Teenagers rustle through backpacks early Monday morning and pull out reading guides for Christine Bond’s AP U.S. History course at Edmond Memorial High School.
Bond has taught this class for more than 15 years, and she’s been a consultant for College Board, the organization behind the Advanced Placement courses, for most of that time. She trains educators on teaching strategies and how to best prepare students for the yearly exam. But when it comes to what she tells teachers to teach, she follows the same guidelines she’s had in her classroom since 1998.
“The content and how I present it has not changed,” Bond says. “I did not go from last year teaching all of happy history that slavery was a really happy flash mob, to ‘Oh my gosh, America sucks’ this year. That did not occur.”
This new framework, which went into effect last autumn, is the first of its kind since the course’s inception nearly 60 years ago. Teachers like Bond now focus less on rote memorization, and more on critical thinking.
John Irish is on the College Board’s AP U.S. History Test Development Committee, a group comprised of high school teachers and college professors who create the exams and oversee any framework changes. He teaches history for a North Texas high school, and he says the redesign has been a long time coming.
“This began in 2007. We're just now seeing the fruits of that work” Irish says. “It's been an evolutionary process of a lot of people, a lot of input, and a lot of people that are really concerned to put together a good test and a good curriculum.”
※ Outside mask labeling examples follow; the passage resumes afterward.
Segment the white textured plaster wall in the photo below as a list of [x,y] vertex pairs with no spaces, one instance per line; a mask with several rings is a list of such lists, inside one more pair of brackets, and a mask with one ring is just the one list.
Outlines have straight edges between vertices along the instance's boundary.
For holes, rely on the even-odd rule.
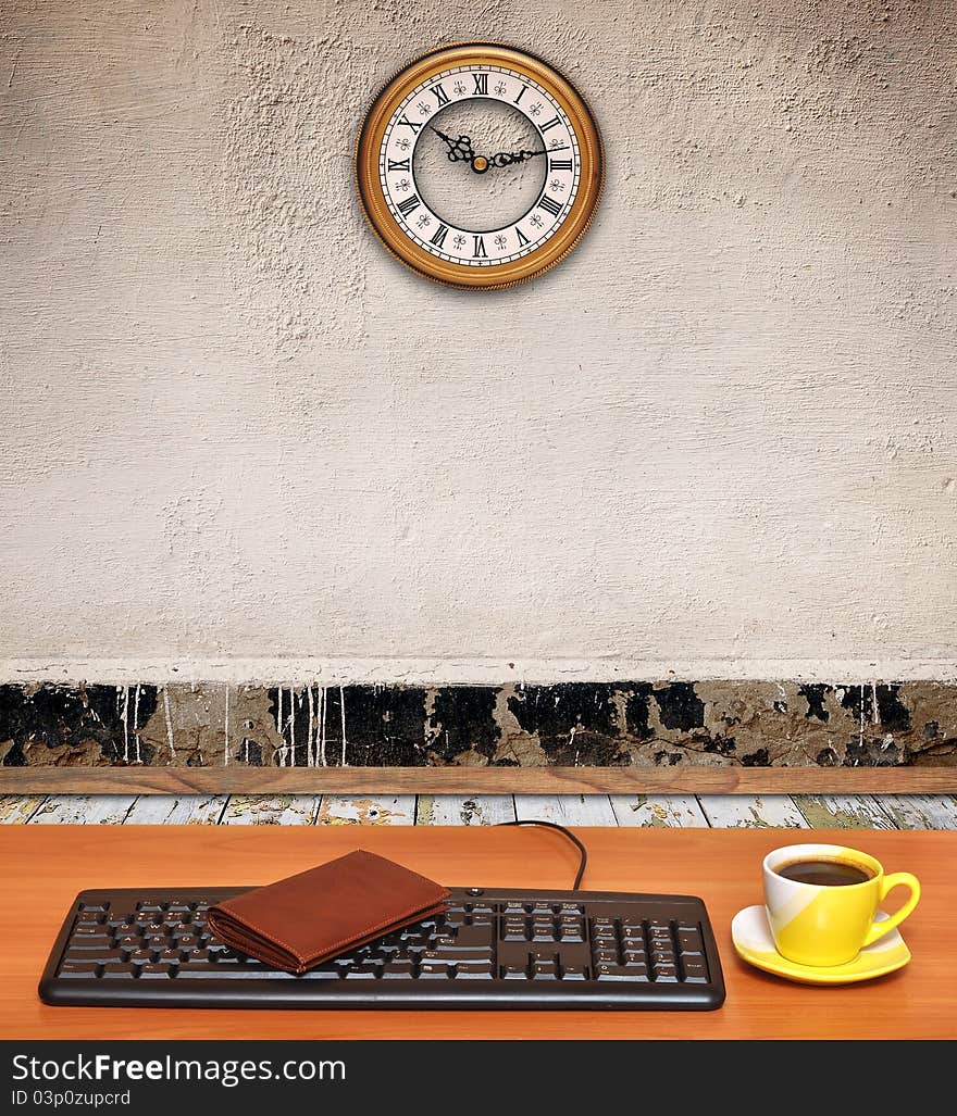
[[[351,176],[463,38],[609,157],[486,296]],[[3,675],[951,674],[955,93],[948,0],[4,0]]]

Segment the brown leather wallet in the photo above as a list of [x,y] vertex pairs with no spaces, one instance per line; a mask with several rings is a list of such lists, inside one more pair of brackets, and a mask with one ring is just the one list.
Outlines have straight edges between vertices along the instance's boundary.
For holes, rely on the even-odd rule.
[[211,906],[207,921],[240,953],[304,973],[441,911],[450,894],[418,872],[357,848]]

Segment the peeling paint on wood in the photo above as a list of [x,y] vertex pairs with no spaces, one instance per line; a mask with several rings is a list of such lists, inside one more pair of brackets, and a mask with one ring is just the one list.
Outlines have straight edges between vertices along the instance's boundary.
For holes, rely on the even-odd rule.
[[324,795],[316,824],[320,826],[413,826],[415,796],[338,798]]
[[42,795],[3,795],[0,797],[0,825],[23,825],[42,802]]
[[419,795],[418,826],[497,826],[515,820],[511,795]]
[[318,806],[318,795],[232,795],[220,825],[310,826]]
[[611,795],[620,826],[707,829],[708,818],[693,795]]
[[141,795],[124,825],[214,826],[227,801],[226,795]]
[[957,829],[951,795],[878,795],[881,809],[898,829]]
[[893,829],[870,795],[795,795],[794,801],[812,829]]
[[702,795],[701,809],[717,829],[806,829],[804,815],[786,795]]
[[519,821],[555,821],[563,826],[616,825],[607,795],[516,795]]
[[119,826],[135,801],[131,795],[50,795],[31,826]]

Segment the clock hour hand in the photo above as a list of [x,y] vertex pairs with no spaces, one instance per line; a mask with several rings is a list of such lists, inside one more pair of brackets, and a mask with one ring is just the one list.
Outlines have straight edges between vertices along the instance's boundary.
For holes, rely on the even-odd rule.
[[459,136],[458,140],[452,140],[451,136],[447,136],[444,132],[440,132],[438,128],[432,128],[436,135],[446,144],[448,144],[448,160],[450,163],[457,163],[461,160],[465,163],[471,163],[475,160],[475,152],[472,151],[472,142],[468,136]]
[[524,163],[526,160],[535,158],[536,155],[545,155],[545,151],[500,151],[488,161],[489,166],[510,166],[513,163]]

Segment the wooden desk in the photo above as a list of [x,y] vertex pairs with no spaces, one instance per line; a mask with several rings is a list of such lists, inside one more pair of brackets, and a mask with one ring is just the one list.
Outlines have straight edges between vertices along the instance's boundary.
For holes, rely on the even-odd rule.
[[[858,830],[853,843],[923,885],[903,926],[900,972],[844,988],[804,988],[740,962],[731,916],[759,902],[760,859],[795,840],[846,833],[773,829],[580,829],[585,886],[701,895],[725,965],[715,1012],[183,1011],[48,1008],[37,980],[84,887],[266,883],[357,846],[449,884],[567,887],[576,854],[558,835],[495,828],[212,828],[10,826],[0,831],[0,1038],[955,1038],[957,834]],[[162,852],[161,852],[162,850]],[[172,865],[172,867],[171,867]],[[26,916],[26,917],[25,917]],[[29,936],[22,936],[23,923]]]

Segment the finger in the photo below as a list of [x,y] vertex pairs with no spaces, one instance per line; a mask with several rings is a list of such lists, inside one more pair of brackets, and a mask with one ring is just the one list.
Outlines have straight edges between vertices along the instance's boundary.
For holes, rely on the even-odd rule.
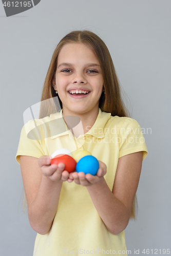
[[99,168],[96,175],[98,177],[103,177],[105,174],[105,171],[102,168]]
[[72,177],[76,184],[78,184],[78,185],[80,185],[78,173],[77,173],[77,172],[73,173],[72,175]]
[[69,177],[69,173],[67,170],[64,170],[61,174],[61,180],[62,181],[66,181]]
[[51,179],[53,181],[60,180],[62,173],[64,170],[65,167],[65,165],[63,163],[60,163],[58,165],[57,164],[53,164],[51,166],[49,166],[49,168],[51,167],[53,170],[53,173],[50,176]]
[[81,185],[84,186],[90,185],[89,181],[86,179],[86,176],[84,173],[82,172],[79,173],[78,176]]

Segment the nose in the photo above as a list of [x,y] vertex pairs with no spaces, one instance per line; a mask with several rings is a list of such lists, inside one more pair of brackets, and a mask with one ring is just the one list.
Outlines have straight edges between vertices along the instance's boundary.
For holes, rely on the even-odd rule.
[[72,83],[82,84],[86,83],[87,79],[84,75],[81,73],[75,74],[72,79]]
Before the redesign, the framework was less than ten pages long. Irish says it was pretty vague. While it did contain some proper nouns and specific ideas, the on-paper aspect of the course didn’t reflect college-level curriculum.
“University professors are very active in this process, and they had some concerns. They said, ‘That's really not the kind of things we're doing in our history classes, we're doing more things like articulating an argument. Do you think the New Deal was a turning point for America? Why? Why not?’” Irish says.
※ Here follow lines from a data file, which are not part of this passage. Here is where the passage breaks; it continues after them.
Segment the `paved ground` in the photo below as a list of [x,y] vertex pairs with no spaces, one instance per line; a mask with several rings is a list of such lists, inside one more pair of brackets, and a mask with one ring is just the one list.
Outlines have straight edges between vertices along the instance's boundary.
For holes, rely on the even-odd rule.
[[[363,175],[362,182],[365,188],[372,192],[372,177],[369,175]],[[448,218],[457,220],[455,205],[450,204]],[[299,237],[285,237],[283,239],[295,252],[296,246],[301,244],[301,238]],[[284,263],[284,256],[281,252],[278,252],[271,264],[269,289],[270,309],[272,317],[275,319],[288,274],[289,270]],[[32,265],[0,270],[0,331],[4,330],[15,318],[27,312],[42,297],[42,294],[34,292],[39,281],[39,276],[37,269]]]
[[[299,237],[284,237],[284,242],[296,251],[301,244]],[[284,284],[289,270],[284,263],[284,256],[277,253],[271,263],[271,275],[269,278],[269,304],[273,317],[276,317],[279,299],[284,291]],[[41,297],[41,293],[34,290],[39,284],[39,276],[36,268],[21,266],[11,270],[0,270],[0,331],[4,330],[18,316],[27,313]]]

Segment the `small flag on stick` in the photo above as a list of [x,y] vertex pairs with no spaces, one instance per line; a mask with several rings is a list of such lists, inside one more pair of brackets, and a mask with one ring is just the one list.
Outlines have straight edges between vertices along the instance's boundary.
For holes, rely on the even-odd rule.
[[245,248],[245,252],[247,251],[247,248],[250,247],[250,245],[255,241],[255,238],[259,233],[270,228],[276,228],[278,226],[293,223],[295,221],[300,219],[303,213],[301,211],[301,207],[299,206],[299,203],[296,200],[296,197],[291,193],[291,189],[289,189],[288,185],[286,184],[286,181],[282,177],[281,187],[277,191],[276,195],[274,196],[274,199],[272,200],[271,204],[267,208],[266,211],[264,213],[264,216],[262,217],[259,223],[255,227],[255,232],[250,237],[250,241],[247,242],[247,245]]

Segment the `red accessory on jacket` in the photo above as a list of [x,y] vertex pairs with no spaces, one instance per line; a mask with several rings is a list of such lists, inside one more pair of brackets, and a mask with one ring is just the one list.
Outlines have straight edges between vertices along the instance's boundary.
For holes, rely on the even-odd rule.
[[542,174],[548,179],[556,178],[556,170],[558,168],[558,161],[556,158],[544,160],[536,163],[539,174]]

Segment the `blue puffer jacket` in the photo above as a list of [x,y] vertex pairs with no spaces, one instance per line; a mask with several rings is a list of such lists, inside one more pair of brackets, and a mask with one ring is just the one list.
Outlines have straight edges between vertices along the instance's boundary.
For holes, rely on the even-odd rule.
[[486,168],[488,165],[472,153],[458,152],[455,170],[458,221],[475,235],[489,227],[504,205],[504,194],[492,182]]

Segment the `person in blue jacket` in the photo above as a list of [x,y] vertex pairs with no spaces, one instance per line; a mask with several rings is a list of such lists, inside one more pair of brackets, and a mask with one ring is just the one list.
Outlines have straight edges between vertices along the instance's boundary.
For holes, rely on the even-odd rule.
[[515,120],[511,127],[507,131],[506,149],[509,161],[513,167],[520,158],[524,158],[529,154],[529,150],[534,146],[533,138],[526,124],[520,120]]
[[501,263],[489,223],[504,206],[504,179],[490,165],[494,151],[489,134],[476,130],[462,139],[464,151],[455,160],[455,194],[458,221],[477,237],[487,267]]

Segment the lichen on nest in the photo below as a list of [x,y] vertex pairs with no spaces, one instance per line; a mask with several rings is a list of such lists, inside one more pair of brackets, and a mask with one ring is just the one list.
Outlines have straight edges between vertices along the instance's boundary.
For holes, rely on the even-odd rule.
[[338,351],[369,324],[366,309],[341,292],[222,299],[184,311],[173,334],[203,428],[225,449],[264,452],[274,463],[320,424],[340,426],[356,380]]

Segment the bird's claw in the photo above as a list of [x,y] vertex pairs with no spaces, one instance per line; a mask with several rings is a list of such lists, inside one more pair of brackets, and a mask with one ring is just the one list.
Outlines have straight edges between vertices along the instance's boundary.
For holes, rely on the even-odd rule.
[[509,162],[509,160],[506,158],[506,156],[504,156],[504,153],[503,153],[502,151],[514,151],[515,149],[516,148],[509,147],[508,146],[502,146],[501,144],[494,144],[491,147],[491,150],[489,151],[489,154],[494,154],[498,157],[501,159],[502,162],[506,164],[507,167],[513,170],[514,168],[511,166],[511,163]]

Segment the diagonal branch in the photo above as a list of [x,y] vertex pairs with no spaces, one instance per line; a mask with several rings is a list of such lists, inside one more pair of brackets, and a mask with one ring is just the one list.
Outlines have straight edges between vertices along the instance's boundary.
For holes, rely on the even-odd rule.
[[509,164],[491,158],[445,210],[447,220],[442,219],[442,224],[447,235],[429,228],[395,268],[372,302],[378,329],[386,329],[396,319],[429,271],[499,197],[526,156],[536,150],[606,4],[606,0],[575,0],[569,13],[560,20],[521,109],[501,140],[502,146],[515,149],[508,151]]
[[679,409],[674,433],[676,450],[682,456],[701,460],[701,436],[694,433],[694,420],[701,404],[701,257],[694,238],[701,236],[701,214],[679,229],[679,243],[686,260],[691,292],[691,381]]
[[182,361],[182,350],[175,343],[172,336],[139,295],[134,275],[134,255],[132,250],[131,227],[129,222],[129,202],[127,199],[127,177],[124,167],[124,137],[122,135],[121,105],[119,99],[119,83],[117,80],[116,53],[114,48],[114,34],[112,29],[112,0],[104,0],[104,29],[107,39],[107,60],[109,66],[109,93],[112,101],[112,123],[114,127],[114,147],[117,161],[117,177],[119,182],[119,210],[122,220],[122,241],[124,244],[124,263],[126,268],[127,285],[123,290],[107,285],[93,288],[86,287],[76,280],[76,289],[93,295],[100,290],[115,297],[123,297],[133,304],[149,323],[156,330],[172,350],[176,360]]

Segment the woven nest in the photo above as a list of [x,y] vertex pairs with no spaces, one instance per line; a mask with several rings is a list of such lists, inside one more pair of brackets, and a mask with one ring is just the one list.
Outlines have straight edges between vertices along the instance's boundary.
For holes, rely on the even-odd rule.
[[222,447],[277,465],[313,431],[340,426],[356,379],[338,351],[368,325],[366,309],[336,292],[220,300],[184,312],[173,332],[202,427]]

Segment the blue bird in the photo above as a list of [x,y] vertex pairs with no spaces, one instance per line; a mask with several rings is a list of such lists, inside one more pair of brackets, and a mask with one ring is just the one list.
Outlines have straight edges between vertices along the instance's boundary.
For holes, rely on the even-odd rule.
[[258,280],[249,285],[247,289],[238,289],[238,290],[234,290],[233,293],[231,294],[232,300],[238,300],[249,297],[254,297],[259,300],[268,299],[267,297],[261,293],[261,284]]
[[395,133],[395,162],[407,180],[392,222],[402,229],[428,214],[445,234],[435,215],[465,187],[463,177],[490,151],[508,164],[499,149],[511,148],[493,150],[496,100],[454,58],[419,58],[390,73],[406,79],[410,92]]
Moore Public Schools Assistant Superintendent Rick Cobb says you just can’t teach all of American history in one year.
“Let’s face it. American history is huge,” he says. “You have to really connect the dots from era to era the best you can.”
Cobb says the criticisms from university professors are valid, and the new framework helps high school teachers better equip college-bound students.
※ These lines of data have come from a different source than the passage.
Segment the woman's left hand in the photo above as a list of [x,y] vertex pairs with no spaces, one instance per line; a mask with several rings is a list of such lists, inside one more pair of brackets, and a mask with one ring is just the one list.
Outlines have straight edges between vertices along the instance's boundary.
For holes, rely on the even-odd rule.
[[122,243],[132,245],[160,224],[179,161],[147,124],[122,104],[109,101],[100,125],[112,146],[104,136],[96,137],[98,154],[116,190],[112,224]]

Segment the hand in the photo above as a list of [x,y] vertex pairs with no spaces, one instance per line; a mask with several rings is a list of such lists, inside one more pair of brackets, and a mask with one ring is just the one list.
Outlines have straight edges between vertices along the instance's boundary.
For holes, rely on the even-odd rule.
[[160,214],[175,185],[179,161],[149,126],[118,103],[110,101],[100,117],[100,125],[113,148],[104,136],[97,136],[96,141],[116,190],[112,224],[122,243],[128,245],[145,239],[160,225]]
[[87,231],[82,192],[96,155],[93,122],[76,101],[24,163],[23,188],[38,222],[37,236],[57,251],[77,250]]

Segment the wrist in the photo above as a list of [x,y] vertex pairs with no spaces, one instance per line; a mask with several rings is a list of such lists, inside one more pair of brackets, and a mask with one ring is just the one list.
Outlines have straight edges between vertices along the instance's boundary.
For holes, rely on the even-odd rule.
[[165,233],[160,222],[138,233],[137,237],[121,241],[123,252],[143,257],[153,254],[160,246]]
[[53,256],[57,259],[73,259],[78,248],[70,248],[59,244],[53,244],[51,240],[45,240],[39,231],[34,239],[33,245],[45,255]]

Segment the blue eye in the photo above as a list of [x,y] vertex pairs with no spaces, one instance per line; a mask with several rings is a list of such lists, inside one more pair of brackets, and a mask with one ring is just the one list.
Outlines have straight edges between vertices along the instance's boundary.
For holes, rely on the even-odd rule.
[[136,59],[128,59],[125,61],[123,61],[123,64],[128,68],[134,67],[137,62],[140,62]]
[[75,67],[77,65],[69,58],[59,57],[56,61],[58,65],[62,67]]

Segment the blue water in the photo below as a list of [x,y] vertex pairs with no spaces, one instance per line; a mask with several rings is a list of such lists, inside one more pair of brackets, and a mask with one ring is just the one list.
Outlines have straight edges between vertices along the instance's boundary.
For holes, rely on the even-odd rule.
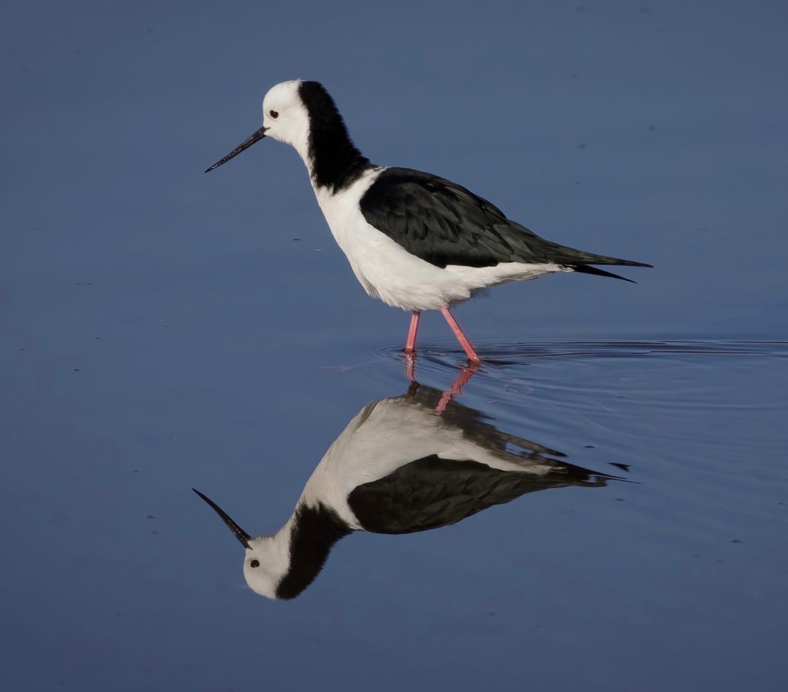
[[[0,27],[0,580],[13,690],[759,690],[786,686],[788,48],[780,3],[31,2]],[[292,601],[250,533],[405,394],[291,150],[318,79],[374,161],[650,262],[457,311],[456,398],[622,476],[340,541]],[[425,315],[416,378],[465,365]],[[406,440],[407,430],[401,432]],[[611,465],[617,464],[617,465]]]

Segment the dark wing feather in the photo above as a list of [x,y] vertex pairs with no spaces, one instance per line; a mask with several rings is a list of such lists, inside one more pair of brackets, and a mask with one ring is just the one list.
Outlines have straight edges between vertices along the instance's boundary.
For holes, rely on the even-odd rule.
[[410,168],[386,168],[361,199],[369,224],[411,254],[445,267],[500,262],[569,267],[641,262],[586,253],[540,238],[460,185]]
[[366,531],[408,534],[448,526],[526,493],[568,485],[604,485],[612,476],[571,464],[545,475],[500,471],[437,454],[355,488],[348,504]]

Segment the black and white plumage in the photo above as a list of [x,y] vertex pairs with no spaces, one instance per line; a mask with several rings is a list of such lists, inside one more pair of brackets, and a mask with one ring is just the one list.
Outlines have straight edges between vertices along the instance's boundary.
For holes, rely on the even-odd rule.
[[651,266],[552,242],[460,185],[373,165],[353,144],[333,99],[318,82],[277,84],[262,111],[262,127],[208,170],[263,137],[294,146],[364,290],[413,313],[407,353],[413,353],[421,311],[440,309],[478,361],[448,310],[489,287],[556,272],[623,279],[593,265]]
[[455,402],[436,416],[442,396],[422,387],[365,406],[329,448],[292,516],[273,535],[252,538],[195,490],[246,549],[243,575],[255,591],[271,598],[299,595],[332,546],[355,531],[438,528],[526,493],[600,487],[616,478],[507,435]]

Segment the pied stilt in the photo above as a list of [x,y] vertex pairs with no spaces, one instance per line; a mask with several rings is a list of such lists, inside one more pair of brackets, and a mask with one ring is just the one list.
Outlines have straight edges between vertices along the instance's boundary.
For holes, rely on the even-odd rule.
[[630,281],[593,265],[651,266],[545,240],[460,185],[371,164],[318,82],[272,87],[262,101],[262,127],[206,172],[263,137],[292,145],[300,155],[329,228],[367,294],[412,313],[407,354],[415,353],[422,310],[440,310],[478,363],[450,312],[477,291],[554,272]]
[[[195,490],[245,549],[258,594],[293,598],[353,531],[408,534],[456,524],[526,493],[600,487],[618,476],[575,466],[548,447],[502,432],[479,411],[429,387],[368,404],[329,448],[277,533],[252,538]],[[553,458],[553,457],[559,458]]]

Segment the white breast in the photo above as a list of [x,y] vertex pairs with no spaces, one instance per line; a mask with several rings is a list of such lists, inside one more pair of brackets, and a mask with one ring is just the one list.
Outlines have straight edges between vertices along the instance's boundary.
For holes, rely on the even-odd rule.
[[481,289],[505,281],[536,279],[561,271],[556,265],[507,262],[494,267],[436,267],[411,254],[367,223],[361,213],[364,193],[385,170],[365,172],[350,187],[333,194],[313,183],[318,204],[353,273],[374,298],[404,310],[437,310],[467,300]]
“The standards really can be tailored to what the teachers know the most about, to what's most relevant in a particular community. I don't find anything in the framework that's limiting in that sense.”
Christine Bond, the College Board consultant and Edmond Memorial teacher feels that freedom in her classroom.
“If you look at our framework from last year, it would say ‘President Polk, the Mexican American War and the Oregon Treaty and Manifest Destiny,’” Bond says. “It was just a laundry list. And that has been converted to a concept of Manifest Destiny, and then we as teachers can choose an example to teach.”
“That's where the beauty of the framework comes,” says John Irish from the College Board’s Test Development Committee.
“It does allow local teachers and states the ability to bring in their state standards and state requirements.”
Both Irish and Bond insist students are learning the same knowledge as previous AP US History students. It’s the method that’s different. But what is hardest for Bond isn’t what’s happening inside the classroom; it’s the noise coming from outside.
“I wish that whatever legislator would come and visit my classroom or speak to the great AP US History teachers in this state, and I think that's what offends me the most is that we weren't invited to the conversation,” she says.
Until lawmakers reach an agreement, Bond says she’ll continue to teach the content she has taught these past 17 years.
In her classroom, American history is American history. And that’s what she wants to instill in her students.